Un avenir difficile pour les châtaigniers

15.11.2021 | Gottardo Pestalozzi | News WSL

Le châtaignier est fréquent là où règnent déjà les températures prévues en Europe centrale dans les prochaines décennies. S’agit-il alors d’une essence prometteuse pour les forêts du nord des Alpes ? Pas forcément, affirment les experts de l’Institut fédéral de recherches sur la forêt, la neige et le paysage WSL dans une nouvelle étude.

Certains éléments indiqueraient que le châtaignier (Castanea sativa Mill.) serait à même de se propager ou tout du moins que sa plantation serait indiquée en Europe centrale dans le cadre du réchauffement climatique. En effet, cette essence est répandue principalement au sud des Alpes, où règnent déjà aujourd’hui les températures que les scientifiques prévoient pour l’Europe centrale dans un avenir proche. Pour la sylviculture, il s’agit de savoir si la promotion du châtaignier en forêt serait judicieuse.

Les données de l’Inventaire forestier national fournissent un aperçu

Pour répondre à cette question, une équipe de l’Institut fédéral de recherches sur la forêt, la neige et le paysage WSL a comparé la probabilité de survie du châtaignier avec celle d’autres essences présentes en Suisse méridionale. L’étude basée sur les données de l’Inventaire forestier national suisse (IFN) et publiée dans le Journal forestier suisse un article qui décrit en détail la dynamique de développement des forêts au sud des Alpes, où le châtaignier joue un rôle central.
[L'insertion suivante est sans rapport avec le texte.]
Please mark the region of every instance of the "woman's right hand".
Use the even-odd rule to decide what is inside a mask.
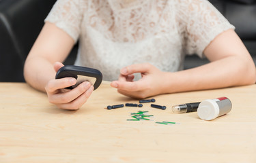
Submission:
[[[63,66],[61,62],[55,62],[54,69],[57,72]],[[69,110],[79,109],[86,103],[94,88],[89,82],[84,82],[72,90],[65,89],[76,83],[76,79],[74,77],[50,80],[45,86],[49,102],[60,109]]]

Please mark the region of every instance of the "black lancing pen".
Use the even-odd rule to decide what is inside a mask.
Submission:
[[[175,105],[172,107],[171,109],[173,112],[175,113],[194,112],[197,111],[197,108],[200,103],[201,102],[197,102]]]

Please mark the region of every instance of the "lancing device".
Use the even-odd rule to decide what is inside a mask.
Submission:
[[[181,104],[172,107],[172,111],[175,113],[184,113],[197,111],[198,106],[201,102]]]

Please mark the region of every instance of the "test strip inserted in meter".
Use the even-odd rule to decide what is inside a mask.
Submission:
[[[56,73],[55,79],[60,79],[67,77],[72,77],[76,79],[76,84],[67,89],[73,89],[78,85],[85,81],[88,81],[94,87],[94,90],[97,89],[102,81],[102,74],[97,69],[73,65],[67,65],[62,67]]]

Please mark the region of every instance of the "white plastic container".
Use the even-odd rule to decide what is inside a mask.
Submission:
[[[231,102],[227,97],[205,100],[197,109],[198,116],[204,120],[212,120],[229,113],[232,108]]]

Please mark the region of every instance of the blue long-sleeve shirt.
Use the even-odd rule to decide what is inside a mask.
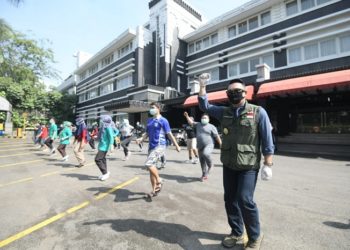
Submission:
[[[223,106],[212,105],[208,102],[207,95],[198,96],[199,108],[208,113],[210,116],[215,117],[219,121],[222,120],[224,113]],[[234,114],[238,117],[243,111],[244,106],[234,109]],[[274,153],[275,146],[273,145],[271,123],[266,110],[259,107],[259,124],[258,124],[259,135],[261,137],[261,151],[263,155],[271,155]]]

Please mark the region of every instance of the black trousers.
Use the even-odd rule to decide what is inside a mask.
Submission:
[[[67,154],[66,154],[66,147],[67,145],[66,144],[60,144],[58,147],[57,147],[57,151],[60,152],[60,154],[62,155],[62,157],[65,157]]]
[[[95,162],[97,167],[100,169],[102,174],[107,174],[107,161],[106,161],[107,151],[98,151],[95,156]]]
[[[95,149],[95,139],[91,138],[90,141],[89,141],[89,145],[92,149]]]
[[[51,139],[51,137],[48,137],[45,141],[45,145],[49,147],[49,149],[53,149],[53,140]]]

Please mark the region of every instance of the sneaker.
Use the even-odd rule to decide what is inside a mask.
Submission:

Depuis des siècles, le châtaignier est cultivé pour ses fruits et son bois. Il joue aussi un rôle essentiel pour la production de miel, par exemple, et son feuillage servait autrefois de litière pour le bétail dans les étables. Il occupe une place importante dans les forêts protectrices. En Suisse méridionale, le châtaignier est même l’essence la plus importante sur le plan culturel et paysager, mais il a fallu pour cela de nombreuses années de soins attentifs. Est-il assez compétitif naturellement pour prospérer dans les conditions futures ? Cette question n’avait pas été explorée jusqu’à présent.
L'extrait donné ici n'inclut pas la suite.